I think it misses the word for the trees to put the emphasis on a libertarian bent. The British and American class systems are perfectly capable of enforcing the same rules for prestige and polite discussion in order to favour some preferred hegemonic power without endorsing libertarian values. Indeed libertarianism as a movement most certainly adopts those rules because - for all that it may derive political support from (primarily white) guys of all sorts of backgrounds - it’s a fundamentally aristocratic proposition, right down to almost absurdist details such as its propensity to distribute land amongst an elite who employ lesser beings to work it.

In the case of rationalism, the emphasis should instead be on control: Yudkowsky built his system to control what was and wasn’t acceptable thinking, ostensibly for the benefit of the thinker. Its departures from actually very good patterns of thinking are what take it into cult territory, as the rigidity of the rules meets the hard wall of reality, and forces adherents to choose between reality and fantasy.

And as I say below to David, sure, there were other trends in play (most especially - as I note above as well - the tendency for America’s moral arc to bend towards racism). But I’d push back on suggesting that IQ-fetishism is distinct from naive biologism. Rather, IQ-fetishism itself is an expression of naive biologism (as we can see tracing its antecedents through back to Herbert Spencer), because you don’t get IQ-fetishism without the spectres of relativism and nurturism which, politically, it purports to counter-act - “IQ” is a supposedly sound, stable, measurable, cognitive category, where the alternative is understood to be a tangled mess of occult entities which cannot be reduced to any structure in the brain (and IQ holds out the promise of being reducible to g, which is in its whole conception reducible to a structure in the brain).

In this way the speculative futurism is simply of a piece with the biologism: once you reduce everything to (this very peculiar and highly naive, already science-fictional, concept of) the physical, you can manipulate it to generate whatever future you want.
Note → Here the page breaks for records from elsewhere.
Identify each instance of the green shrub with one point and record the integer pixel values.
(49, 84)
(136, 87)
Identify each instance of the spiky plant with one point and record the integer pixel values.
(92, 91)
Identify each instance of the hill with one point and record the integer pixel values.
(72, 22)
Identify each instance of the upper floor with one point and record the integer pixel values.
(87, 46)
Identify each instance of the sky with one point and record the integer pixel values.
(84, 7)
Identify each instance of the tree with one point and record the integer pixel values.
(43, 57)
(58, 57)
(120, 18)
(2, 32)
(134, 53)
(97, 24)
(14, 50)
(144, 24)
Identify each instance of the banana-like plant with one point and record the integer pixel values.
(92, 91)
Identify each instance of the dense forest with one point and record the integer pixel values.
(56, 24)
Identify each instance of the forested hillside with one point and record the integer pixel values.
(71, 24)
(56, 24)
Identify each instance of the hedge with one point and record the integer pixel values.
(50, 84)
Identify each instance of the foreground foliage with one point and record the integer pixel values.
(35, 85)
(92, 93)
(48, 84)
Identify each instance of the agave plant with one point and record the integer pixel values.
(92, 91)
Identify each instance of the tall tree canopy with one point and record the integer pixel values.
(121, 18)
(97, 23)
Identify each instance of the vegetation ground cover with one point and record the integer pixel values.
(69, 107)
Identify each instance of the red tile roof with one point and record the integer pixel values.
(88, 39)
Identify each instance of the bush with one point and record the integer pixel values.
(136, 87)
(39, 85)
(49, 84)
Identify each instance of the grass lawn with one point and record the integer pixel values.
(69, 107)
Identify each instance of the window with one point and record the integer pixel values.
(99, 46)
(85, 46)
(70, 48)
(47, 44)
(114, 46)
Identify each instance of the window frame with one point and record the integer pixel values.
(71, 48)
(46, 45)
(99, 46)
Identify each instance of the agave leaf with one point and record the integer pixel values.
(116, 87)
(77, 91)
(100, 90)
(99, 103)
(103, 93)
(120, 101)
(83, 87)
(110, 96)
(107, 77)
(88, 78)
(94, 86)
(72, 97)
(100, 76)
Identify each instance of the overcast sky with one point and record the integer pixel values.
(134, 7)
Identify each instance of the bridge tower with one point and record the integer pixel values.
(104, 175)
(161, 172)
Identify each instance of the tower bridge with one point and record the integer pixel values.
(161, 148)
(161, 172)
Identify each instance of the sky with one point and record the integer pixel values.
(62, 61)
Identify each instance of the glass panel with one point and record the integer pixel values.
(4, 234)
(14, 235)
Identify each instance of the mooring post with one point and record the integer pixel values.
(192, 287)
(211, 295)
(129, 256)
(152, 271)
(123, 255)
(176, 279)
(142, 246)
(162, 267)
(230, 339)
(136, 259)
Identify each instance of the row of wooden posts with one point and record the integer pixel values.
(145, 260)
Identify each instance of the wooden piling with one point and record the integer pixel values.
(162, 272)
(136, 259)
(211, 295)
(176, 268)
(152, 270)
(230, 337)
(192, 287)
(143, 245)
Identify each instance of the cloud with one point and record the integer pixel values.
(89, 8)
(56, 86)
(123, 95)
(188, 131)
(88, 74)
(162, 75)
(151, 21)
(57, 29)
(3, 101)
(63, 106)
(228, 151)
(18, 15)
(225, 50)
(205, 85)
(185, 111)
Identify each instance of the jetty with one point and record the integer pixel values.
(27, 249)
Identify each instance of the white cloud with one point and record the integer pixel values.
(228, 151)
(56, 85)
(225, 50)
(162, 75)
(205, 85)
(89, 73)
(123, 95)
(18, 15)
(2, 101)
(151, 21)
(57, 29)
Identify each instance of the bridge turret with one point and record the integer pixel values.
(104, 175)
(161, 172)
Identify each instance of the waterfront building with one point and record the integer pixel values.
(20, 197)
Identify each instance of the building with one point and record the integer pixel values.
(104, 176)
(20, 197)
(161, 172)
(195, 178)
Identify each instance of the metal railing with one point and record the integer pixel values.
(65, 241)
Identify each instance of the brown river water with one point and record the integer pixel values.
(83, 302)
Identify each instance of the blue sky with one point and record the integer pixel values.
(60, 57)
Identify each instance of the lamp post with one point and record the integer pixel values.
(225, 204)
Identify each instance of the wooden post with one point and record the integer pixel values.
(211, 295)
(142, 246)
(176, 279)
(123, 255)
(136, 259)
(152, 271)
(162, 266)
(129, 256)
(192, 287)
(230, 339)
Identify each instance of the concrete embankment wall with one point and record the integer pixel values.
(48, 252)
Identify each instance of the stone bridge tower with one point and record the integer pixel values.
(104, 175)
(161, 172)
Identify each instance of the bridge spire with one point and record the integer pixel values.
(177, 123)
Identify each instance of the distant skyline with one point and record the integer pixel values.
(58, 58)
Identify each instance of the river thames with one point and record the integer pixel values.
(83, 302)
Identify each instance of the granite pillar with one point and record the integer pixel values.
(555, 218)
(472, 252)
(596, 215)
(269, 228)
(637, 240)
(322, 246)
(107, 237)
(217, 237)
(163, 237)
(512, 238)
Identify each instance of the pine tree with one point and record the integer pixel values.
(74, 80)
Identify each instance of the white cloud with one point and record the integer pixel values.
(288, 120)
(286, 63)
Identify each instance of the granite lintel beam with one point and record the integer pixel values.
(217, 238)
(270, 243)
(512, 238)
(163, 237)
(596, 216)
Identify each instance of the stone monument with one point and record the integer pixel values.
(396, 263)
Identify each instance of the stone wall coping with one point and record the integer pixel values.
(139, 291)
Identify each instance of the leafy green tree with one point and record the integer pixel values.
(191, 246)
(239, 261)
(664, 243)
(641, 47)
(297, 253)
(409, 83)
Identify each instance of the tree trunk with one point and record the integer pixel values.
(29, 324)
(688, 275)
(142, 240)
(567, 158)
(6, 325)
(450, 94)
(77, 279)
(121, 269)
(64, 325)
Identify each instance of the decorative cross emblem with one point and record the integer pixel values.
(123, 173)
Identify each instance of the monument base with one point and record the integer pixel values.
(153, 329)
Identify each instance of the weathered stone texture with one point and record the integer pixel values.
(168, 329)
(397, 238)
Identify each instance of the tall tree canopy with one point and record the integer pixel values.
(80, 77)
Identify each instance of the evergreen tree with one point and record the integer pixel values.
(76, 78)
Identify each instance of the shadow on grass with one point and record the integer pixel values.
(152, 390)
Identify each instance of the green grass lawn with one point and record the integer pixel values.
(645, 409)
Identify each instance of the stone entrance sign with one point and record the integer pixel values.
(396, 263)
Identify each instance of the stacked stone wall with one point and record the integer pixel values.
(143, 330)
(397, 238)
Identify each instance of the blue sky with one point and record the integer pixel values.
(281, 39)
By the same token, the eugenic and fascistic trend in science-fiction pursues the same conceptual route. But it is only with the right historical ingredients, and the right players to activate those ingredients - which is to say an unequal society and the tendency to have people who want to naturalise that inequality - that the mixture becomes potently racist, and Yudkowsky, so to speak, is the one building the pot to specification.

[–] [email protected] 3 points 5 months ago

Yeah, this is just as much or more a narrativisation of the inevitable conceptual trend as it is an attempt to explain what actually happened one event after another. If I were writing a book it would go next to much longer passages about racism and race science in American and world history and about race science in California Ideology land and the rationalist movement itself. This story would appear with a “but LessWrong would always have turned out this way”.

It’s notable, I think, that you can tell the same sort of story about Spencer back in the 19th century: as long as you have the backbone of naive biologism, everything will come out right for your Imperial project.